High-Fat Diet in Diabetic Moms May Add to Risk of Pulmonary Hypertension in Newborn
Children born to women with late-stage gestational diabetes — caused by a pregnancy-related, transient increase in blood sugar levels (hyperglycemia) — or to women who are overweight or obese are known to be a higher risk of pulmonary complications, namely respiratory distress and persistent pulmonary hypertension of the newborn (PPHN). While efforts to treat diabetes during pregnancy are well-established, a new study suggests that circulating lipids generated by a mother’s high-fat diet are also important in creating this risk in an infant.
To better understand the possible association between obesity, diabetes, and PPHN, a research team at the University of South Dakota studied pregnant rats with gestational diabetes being fed a high-fat diet. They found that these rats gave birth to offspring with pulmonary complications, which lasted the three weeks they were alive. The data were published in the journal PloS One, in a study titled, “Consequences of a Maternal High-Fat Diet and Late Gestation Diabetes on the Developing Rat Lung.”
“To date, there are very few studies investigating the effects of maternal HF diet on pulmonary development, and to our knowledge, no other study has looked at the combined effect or followed offspring past the perinatal time-point,” the team wrote.

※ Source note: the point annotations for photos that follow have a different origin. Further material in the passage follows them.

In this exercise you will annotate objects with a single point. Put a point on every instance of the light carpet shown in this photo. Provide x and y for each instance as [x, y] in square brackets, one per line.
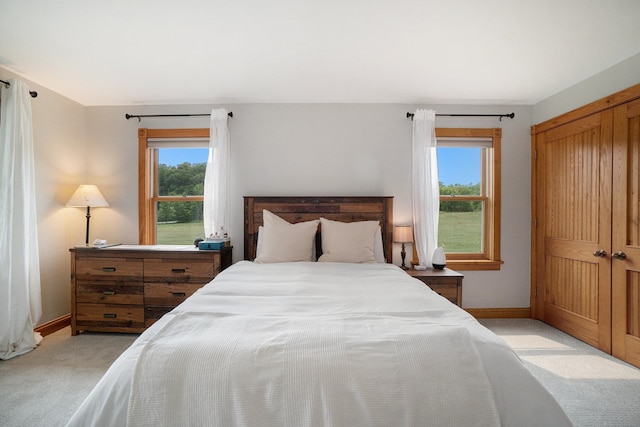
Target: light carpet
[44, 387]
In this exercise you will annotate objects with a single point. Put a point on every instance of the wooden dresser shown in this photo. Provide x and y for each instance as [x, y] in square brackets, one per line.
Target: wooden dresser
[446, 282]
[127, 288]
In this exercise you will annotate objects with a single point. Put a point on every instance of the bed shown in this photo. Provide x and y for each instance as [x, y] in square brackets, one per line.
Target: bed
[318, 341]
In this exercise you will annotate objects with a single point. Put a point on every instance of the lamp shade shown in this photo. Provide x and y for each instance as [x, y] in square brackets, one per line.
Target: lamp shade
[439, 258]
[403, 234]
[87, 196]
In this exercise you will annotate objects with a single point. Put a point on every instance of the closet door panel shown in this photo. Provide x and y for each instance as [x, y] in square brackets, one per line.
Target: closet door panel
[626, 234]
[574, 205]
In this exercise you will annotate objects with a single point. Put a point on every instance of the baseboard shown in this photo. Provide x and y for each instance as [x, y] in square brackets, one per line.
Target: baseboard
[54, 325]
[500, 313]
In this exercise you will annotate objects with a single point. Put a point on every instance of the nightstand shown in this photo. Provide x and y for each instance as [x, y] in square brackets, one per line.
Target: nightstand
[447, 282]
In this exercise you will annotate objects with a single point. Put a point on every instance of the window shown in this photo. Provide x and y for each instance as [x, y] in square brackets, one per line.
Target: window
[469, 171]
[172, 165]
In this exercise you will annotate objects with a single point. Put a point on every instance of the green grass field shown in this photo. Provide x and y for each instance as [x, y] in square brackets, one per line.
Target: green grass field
[182, 233]
[459, 232]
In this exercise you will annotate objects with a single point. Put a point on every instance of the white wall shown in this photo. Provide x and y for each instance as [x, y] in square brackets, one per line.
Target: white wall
[281, 149]
[609, 81]
[321, 149]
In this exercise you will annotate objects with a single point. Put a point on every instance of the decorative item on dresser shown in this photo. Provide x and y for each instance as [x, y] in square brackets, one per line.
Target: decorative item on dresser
[127, 288]
[445, 282]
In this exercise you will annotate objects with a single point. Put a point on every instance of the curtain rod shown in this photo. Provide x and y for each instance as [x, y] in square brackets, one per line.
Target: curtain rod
[511, 116]
[33, 93]
[129, 116]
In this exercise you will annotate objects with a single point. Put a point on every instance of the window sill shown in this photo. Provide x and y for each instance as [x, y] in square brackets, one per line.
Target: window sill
[466, 265]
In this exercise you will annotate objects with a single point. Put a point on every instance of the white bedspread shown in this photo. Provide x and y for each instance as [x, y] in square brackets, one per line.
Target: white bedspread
[308, 344]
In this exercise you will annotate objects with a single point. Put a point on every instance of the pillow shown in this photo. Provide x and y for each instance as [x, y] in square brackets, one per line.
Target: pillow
[281, 241]
[348, 241]
[378, 251]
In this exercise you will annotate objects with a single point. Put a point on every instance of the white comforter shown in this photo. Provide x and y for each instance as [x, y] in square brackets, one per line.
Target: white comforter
[308, 344]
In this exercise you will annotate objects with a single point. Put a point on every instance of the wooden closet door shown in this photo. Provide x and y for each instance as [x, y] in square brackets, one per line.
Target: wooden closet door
[573, 212]
[626, 233]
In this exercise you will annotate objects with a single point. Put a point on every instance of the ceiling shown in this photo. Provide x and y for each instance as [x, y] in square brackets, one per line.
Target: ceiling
[126, 52]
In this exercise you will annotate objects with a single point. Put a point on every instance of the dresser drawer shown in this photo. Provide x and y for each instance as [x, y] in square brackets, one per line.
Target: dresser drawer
[110, 292]
[110, 315]
[168, 294]
[180, 271]
[108, 269]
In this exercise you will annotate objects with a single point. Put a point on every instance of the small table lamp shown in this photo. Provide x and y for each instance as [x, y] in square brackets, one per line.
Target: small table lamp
[403, 234]
[89, 196]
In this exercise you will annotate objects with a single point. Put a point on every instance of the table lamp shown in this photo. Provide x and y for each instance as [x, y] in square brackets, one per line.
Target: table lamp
[89, 196]
[403, 234]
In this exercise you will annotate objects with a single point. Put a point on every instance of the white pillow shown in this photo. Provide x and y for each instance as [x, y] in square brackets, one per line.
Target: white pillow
[348, 241]
[378, 251]
[281, 241]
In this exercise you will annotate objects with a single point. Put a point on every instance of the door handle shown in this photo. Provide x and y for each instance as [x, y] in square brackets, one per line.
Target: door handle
[619, 255]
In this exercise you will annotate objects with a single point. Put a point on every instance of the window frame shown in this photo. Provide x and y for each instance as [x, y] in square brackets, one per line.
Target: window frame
[489, 259]
[147, 192]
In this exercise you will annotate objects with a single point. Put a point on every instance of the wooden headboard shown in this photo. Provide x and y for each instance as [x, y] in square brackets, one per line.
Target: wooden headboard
[299, 209]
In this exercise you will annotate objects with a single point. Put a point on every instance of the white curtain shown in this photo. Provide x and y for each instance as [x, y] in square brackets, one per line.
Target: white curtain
[426, 189]
[20, 303]
[216, 179]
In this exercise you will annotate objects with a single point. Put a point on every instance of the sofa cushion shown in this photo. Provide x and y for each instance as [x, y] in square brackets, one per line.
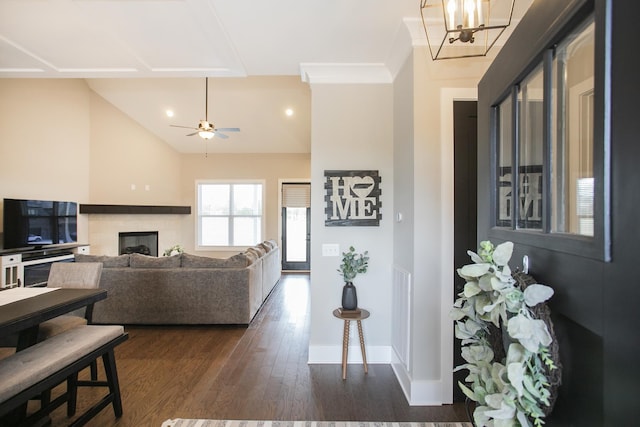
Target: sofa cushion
[195, 261]
[252, 256]
[146, 261]
[106, 260]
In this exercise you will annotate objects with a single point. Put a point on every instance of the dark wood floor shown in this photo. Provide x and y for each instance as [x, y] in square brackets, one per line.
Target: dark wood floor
[259, 372]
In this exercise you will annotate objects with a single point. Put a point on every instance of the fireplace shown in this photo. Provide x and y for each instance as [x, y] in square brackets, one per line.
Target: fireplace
[141, 242]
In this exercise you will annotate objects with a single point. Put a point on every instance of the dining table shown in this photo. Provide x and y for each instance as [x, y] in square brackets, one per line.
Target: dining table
[22, 309]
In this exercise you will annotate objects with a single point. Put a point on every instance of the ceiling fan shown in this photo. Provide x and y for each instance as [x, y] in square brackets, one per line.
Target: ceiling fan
[205, 129]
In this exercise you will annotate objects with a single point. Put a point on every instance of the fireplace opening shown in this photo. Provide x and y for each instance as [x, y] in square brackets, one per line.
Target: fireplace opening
[140, 242]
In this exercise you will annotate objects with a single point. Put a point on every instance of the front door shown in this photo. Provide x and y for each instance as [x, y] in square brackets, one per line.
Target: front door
[465, 138]
[296, 226]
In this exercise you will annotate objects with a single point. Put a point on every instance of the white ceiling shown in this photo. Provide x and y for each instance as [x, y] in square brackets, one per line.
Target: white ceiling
[145, 56]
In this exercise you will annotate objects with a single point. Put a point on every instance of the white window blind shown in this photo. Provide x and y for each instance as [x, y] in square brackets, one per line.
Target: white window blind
[296, 195]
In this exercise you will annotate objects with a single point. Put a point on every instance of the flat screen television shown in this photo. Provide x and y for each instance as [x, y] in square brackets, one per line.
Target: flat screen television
[36, 223]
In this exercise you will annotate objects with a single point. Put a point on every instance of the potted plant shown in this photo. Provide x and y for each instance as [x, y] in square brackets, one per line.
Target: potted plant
[352, 264]
[174, 250]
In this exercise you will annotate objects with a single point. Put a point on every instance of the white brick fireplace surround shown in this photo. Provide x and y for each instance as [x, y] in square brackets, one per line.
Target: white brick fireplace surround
[104, 230]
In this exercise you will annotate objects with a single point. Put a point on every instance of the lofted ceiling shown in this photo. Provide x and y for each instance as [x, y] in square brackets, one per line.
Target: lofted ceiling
[147, 56]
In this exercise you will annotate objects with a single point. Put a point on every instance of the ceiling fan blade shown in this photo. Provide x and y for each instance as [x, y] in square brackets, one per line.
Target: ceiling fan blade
[220, 135]
[186, 127]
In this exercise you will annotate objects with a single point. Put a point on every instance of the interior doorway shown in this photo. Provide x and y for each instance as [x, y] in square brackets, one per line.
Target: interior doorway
[296, 226]
[465, 166]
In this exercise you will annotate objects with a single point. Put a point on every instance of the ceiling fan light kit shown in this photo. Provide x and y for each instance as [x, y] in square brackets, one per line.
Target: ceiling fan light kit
[205, 129]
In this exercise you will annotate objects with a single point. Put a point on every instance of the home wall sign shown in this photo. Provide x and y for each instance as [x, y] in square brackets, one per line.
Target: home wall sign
[529, 197]
[352, 198]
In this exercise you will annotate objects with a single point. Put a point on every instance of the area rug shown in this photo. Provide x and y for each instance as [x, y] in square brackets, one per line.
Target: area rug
[180, 422]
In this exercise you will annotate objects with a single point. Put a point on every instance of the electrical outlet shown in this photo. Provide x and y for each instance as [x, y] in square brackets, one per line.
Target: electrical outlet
[330, 249]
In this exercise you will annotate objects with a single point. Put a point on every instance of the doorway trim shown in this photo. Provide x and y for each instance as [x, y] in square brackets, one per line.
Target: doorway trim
[447, 98]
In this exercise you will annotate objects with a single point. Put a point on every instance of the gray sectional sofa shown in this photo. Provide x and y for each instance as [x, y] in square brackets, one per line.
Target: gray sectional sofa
[186, 288]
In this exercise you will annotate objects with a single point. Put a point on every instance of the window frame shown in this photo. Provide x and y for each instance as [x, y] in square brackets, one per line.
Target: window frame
[598, 245]
[198, 222]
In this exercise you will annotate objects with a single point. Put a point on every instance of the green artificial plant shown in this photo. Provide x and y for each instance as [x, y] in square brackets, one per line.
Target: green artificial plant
[174, 250]
[353, 264]
[514, 391]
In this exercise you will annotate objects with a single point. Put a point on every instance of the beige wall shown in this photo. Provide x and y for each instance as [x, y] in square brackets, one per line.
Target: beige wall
[88, 151]
[44, 134]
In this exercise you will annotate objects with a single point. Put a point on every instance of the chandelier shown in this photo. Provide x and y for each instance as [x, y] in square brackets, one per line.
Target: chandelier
[464, 28]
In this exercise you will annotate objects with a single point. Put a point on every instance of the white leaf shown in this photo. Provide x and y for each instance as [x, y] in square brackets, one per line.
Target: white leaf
[530, 332]
[515, 353]
[522, 419]
[471, 289]
[515, 373]
[494, 400]
[474, 270]
[502, 253]
[536, 293]
[475, 257]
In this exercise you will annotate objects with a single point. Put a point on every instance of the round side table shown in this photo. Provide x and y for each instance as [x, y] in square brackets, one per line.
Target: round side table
[348, 317]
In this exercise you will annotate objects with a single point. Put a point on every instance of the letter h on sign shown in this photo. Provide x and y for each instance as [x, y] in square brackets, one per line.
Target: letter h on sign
[352, 198]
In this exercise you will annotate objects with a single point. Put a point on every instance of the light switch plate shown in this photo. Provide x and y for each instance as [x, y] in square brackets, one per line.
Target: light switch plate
[330, 249]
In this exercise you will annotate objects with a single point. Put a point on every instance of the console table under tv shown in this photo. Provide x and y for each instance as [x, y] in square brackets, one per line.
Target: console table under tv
[30, 267]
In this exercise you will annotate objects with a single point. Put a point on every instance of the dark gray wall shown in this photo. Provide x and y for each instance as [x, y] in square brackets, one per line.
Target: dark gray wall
[597, 303]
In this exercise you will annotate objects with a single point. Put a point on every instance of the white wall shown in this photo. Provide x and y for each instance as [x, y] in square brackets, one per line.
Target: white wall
[435, 86]
[352, 129]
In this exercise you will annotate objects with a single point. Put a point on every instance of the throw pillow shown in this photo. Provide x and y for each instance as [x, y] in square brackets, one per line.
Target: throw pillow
[237, 261]
[106, 260]
[146, 261]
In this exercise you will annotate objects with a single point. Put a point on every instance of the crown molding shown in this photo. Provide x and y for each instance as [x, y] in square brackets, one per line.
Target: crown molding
[336, 73]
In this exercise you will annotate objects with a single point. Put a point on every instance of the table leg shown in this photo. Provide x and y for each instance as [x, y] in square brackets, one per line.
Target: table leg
[345, 349]
[364, 354]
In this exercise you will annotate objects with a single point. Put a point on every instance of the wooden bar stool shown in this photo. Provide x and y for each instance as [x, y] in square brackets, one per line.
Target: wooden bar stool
[348, 315]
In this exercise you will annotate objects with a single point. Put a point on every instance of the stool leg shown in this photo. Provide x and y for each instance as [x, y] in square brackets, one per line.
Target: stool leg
[364, 354]
[345, 349]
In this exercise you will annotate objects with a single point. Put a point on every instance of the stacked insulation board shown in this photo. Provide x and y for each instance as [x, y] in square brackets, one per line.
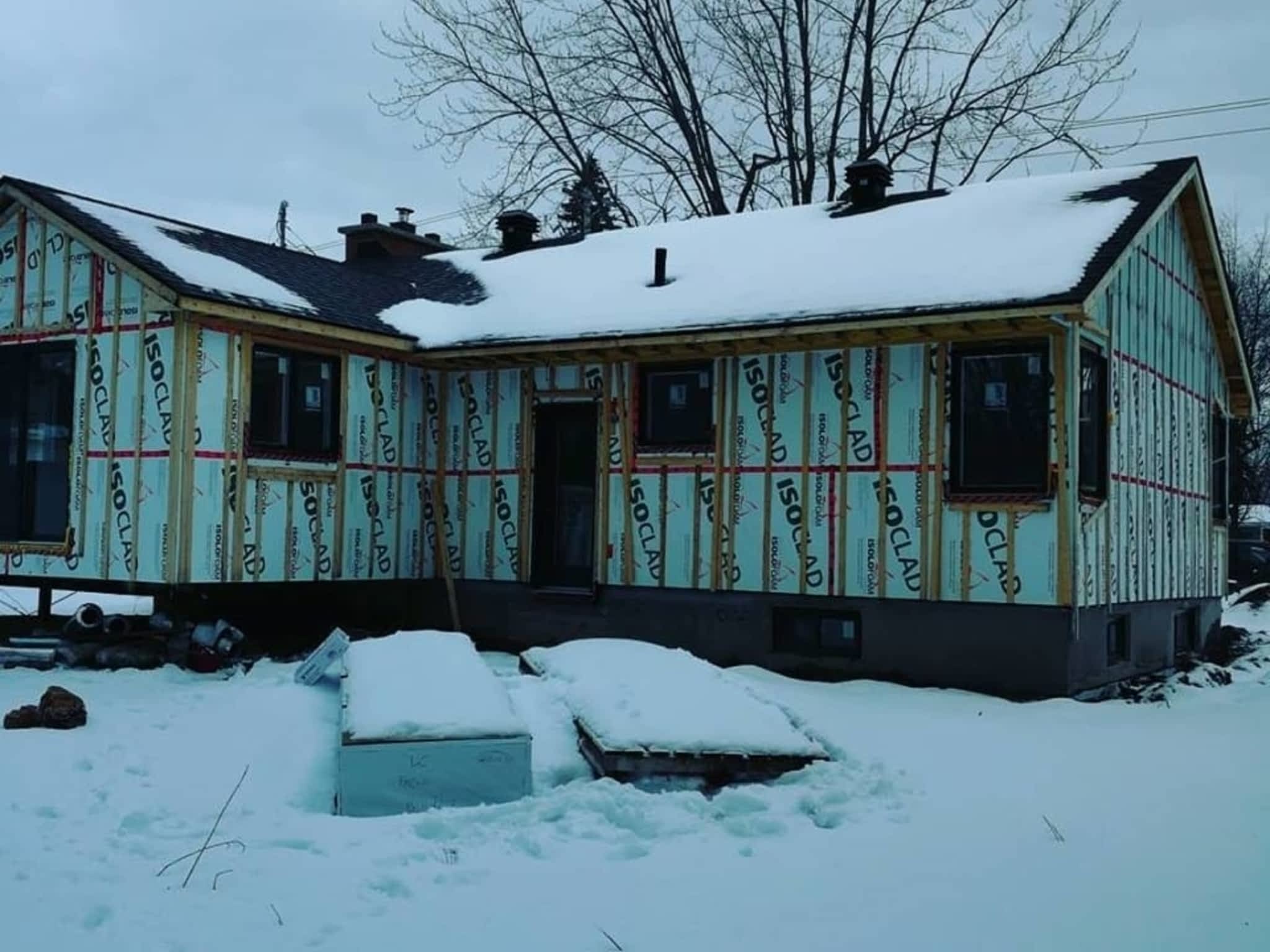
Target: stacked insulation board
[426, 724]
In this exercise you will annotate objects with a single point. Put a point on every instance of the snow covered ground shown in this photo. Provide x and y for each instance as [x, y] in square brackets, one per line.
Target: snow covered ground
[948, 821]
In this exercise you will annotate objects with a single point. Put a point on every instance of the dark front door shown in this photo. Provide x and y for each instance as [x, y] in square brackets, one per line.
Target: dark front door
[564, 495]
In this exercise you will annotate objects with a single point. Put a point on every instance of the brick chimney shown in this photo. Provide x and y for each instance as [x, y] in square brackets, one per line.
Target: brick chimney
[370, 240]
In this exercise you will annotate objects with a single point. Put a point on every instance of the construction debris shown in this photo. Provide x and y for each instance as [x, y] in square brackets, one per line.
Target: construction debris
[59, 710]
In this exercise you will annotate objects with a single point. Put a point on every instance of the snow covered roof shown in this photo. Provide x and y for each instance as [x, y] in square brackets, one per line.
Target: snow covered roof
[1043, 240]
[1011, 243]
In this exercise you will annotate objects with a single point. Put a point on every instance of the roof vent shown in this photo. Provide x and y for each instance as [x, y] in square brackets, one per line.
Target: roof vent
[403, 223]
[868, 182]
[518, 229]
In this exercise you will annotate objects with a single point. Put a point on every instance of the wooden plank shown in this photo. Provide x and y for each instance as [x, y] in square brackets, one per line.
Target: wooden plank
[1060, 346]
[660, 528]
[241, 485]
[526, 470]
[936, 555]
[769, 437]
[290, 528]
[493, 471]
[233, 434]
[883, 397]
[138, 431]
[606, 470]
[116, 320]
[628, 454]
[337, 544]
[721, 436]
[804, 532]
[843, 442]
[966, 557]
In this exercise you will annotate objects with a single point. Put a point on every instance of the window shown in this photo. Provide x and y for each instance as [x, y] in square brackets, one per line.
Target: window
[676, 407]
[295, 402]
[807, 632]
[1220, 494]
[1185, 632]
[1094, 425]
[1118, 640]
[1001, 420]
[37, 390]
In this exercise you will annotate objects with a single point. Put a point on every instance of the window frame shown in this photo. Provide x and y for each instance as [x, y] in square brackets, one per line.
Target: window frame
[1096, 489]
[24, 498]
[1220, 466]
[288, 450]
[643, 402]
[786, 621]
[1124, 624]
[954, 488]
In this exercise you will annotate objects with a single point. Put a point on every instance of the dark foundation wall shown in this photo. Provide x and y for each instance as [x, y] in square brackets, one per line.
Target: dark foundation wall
[1152, 627]
[1011, 650]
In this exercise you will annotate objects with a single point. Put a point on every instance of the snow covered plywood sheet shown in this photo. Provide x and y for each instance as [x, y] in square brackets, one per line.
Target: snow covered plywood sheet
[646, 710]
[424, 685]
[426, 724]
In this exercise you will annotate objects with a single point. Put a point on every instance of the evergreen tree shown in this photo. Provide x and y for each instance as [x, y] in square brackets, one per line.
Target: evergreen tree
[588, 202]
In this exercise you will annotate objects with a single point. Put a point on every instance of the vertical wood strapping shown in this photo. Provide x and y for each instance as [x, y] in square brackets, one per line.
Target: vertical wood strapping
[493, 469]
[769, 433]
[376, 394]
[1011, 523]
[287, 545]
[402, 571]
[466, 399]
[1066, 566]
[190, 385]
[337, 545]
[966, 555]
[86, 427]
[20, 286]
[664, 478]
[65, 300]
[721, 444]
[138, 427]
[42, 263]
[696, 527]
[923, 484]
[843, 442]
[730, 562]
[936, 551]
[606, 469]
[231, 438]
[116, 318]
[628, 457]
[804, 534]
[246, 367]
[882, 392]
[525, 526]
[180, 384]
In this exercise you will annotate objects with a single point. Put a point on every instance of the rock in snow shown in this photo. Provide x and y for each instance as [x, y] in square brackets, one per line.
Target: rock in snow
[61, 710]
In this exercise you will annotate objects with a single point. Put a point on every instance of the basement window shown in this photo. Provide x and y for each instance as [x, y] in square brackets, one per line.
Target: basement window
[676, 407]
[809, 632]
[37, 390]
[295, 403]
[1118, 640]
[1220, 472]
[1094, 425]
[1000, 439]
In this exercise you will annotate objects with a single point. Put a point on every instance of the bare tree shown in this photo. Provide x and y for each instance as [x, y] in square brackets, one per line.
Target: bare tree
[709, 107]
[1248, 267]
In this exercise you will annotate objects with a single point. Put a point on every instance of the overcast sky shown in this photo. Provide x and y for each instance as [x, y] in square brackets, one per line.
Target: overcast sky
[214, 112]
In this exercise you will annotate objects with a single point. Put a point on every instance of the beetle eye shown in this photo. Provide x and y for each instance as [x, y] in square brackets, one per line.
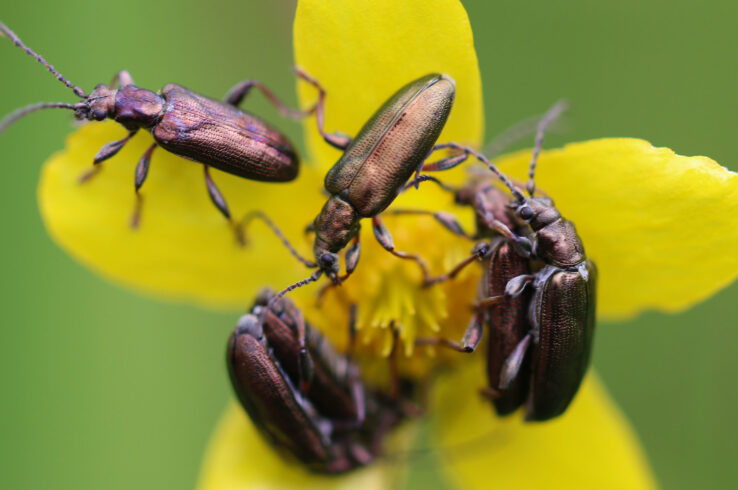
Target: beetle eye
[525, 212]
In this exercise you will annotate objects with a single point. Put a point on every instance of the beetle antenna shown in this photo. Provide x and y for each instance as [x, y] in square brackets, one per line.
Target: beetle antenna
[550, 116]
[16, 40]
[17, 114]
[249, 217]
[517, 132]
[314, 277]
[469, 151]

Researchers gave female rats a high-fat diet four weeks prior to mating. When the animals became pregnant, and eight days before delivery, the team induced diabetes in the animals. Because researchers wanted to exclude postnatal influence from diabetic or high-fat mothers, the pups were fed by normal foster mothers.
The team found that pregnant rats under a high-fat diet had an offspring mortality rate 89% higher than pregnant rats with diabetes or those given a healthier, control diet. Importantly, researchers found that high-fat diet combined with gestational diabetes affected lung maturity and lung function in the surviving three-week-old offspring. The combination reduced the lung’s ability to stretch and expand, known as lung compliance, in the young rats.
Based on lung vessel and alveolar morphological studies, the team proposed that impaired maturation and vascularization of the lung is probably multifactorial. Glucose, insulin, fatty acids, and inflammatory factors together seem to contribute to lung abnormalities.
The authors concluded that the study may offer new therapeutic strategies to decrease lung complications in babies born to obese and diabetic mothers.
“Knowledge gained provides a foundation for the investigation of preventative and therapeutic strategies aimed at decreasing pulmonary morbidity in at-risk infants. A desperate area in need of ongoing research is to continue to understand how a maternal HF [high-fat] diet could exacerbate the effects of diabetic pregnancy,” the authors wrote.